Özgür-Der Çorum Şubesi, Memur-Sen ve İlke-Der üyeleri bir yılını dolduran Zalim Esed rejimine 1 yıldır kanlarıyla canlarıyla direnen Müslümanları desteklemek, katliamlarına hız kesmeden devam eden Esed yönetimini protesto etmek için Merkez PTT önünde bir araya geldiler.
Grup adına basın açıklamasını Murat İslam yaptı. Açıklamasında kanla, işkenceyle ayakta durmaya çalışan diktatörlükler çatırdamaya başladığını hatırlatarak, Suriye topraklarının her ne pahasına olursa olsun Esad’ı devirmeyi hedefleyen onurlu Müslümanların kanlarıyla sulanmakta olduğunu söyledi.
ABD işgalini, NATO müdahalesini bahane ederek bu direnişi karalamaya çalışan bazı kesimlere ve mezhep taassubundan kurtulamamış kimi grupların varlığa değinen İslam, bu direnişe kör sağır kesilen bu yaklaşımın onları anti-emperyalist kılmayacağını, aksine Esad’ın işlediği zulümlerin savunucusu konumuna düşürdüğünü belirtti.

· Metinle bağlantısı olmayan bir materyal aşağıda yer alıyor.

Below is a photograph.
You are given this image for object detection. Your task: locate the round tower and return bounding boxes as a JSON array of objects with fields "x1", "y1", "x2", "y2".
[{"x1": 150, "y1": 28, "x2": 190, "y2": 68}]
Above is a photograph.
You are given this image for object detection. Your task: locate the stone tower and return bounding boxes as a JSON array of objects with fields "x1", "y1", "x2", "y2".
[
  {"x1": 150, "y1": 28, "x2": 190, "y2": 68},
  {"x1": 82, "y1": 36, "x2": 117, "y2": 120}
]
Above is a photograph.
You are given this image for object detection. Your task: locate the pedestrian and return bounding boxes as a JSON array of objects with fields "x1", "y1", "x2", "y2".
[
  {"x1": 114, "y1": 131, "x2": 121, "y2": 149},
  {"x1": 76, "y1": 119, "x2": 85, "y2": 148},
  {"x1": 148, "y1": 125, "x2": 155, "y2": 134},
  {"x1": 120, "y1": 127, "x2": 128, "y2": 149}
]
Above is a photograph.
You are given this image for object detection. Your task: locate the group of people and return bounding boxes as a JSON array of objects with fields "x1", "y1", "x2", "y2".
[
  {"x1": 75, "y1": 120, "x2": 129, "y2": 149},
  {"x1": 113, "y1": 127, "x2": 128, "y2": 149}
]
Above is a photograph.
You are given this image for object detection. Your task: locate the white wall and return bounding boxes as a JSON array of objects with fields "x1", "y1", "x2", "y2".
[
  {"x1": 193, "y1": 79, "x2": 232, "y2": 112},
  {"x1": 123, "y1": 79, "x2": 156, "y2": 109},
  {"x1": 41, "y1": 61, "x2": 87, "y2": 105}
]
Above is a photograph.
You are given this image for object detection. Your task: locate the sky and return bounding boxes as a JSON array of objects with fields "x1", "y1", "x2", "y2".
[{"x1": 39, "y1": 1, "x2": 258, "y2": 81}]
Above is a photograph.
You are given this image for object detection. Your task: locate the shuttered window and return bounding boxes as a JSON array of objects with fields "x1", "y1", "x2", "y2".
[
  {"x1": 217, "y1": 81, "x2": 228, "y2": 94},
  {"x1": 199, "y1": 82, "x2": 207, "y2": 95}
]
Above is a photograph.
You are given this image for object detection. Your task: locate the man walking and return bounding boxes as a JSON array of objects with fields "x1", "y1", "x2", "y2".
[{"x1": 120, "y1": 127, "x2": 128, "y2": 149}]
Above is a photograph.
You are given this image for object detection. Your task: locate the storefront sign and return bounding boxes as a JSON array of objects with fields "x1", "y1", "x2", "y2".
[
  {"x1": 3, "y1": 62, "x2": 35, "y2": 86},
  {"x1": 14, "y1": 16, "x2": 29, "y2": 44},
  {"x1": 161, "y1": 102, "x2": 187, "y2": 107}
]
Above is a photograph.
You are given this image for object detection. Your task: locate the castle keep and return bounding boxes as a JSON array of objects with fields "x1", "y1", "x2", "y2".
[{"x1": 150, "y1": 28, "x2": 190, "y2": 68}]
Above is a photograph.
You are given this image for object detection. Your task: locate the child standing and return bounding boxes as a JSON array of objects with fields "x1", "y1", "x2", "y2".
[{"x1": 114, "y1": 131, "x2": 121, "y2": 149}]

Son bir haftadır akıbetleri hakkında kesin bir bilgiye ulaşılamayan Adem Özköse ve Hamit Coşkun’dan da bahseden İslam, hükümetin onların sağ salim dönmeleri noktasında daha fazla gayret etmesi gerektiğini söyledi.
"Baas Diktasına Hayır!", "Suriye’de katliama Son, Katil Baas Ordusuna Karşı!", "Yaşasın Suriye Halkının Özgür Ordusu, pankart açan katılımcılar!", "Suriye’de Diktatörlüğe Son!", "Allah’ın yardımı ile Zafer Yakındır!", "Suriye Kardeşlerimizin Yanındayız!", "Suriye’de Özgürlük Direnişle Gelecek!", "Suriye’de Katliamı Durdurun!", "Hamit Coşkun ve Adem Özköse Katil Esed’in Elinden Kurtarın!" gibi dövizler taşıdılar.
"Müslüman Uyuma Kardeşine Sahip Çık!", "Suriye Halkı Yalnız Değildir!", "Adem Hamit Kurtarılsın!" sloganların atıldığı eylem Selim Özkabakçı’nın yaptırdığı dua ile sona erdi.
Haksöz Haber
Basın Açıklamasının Tam Metni:
ZALİM ESAD MÜSLÜMANLARIN KANLARINDA BOĞULACAKTIR!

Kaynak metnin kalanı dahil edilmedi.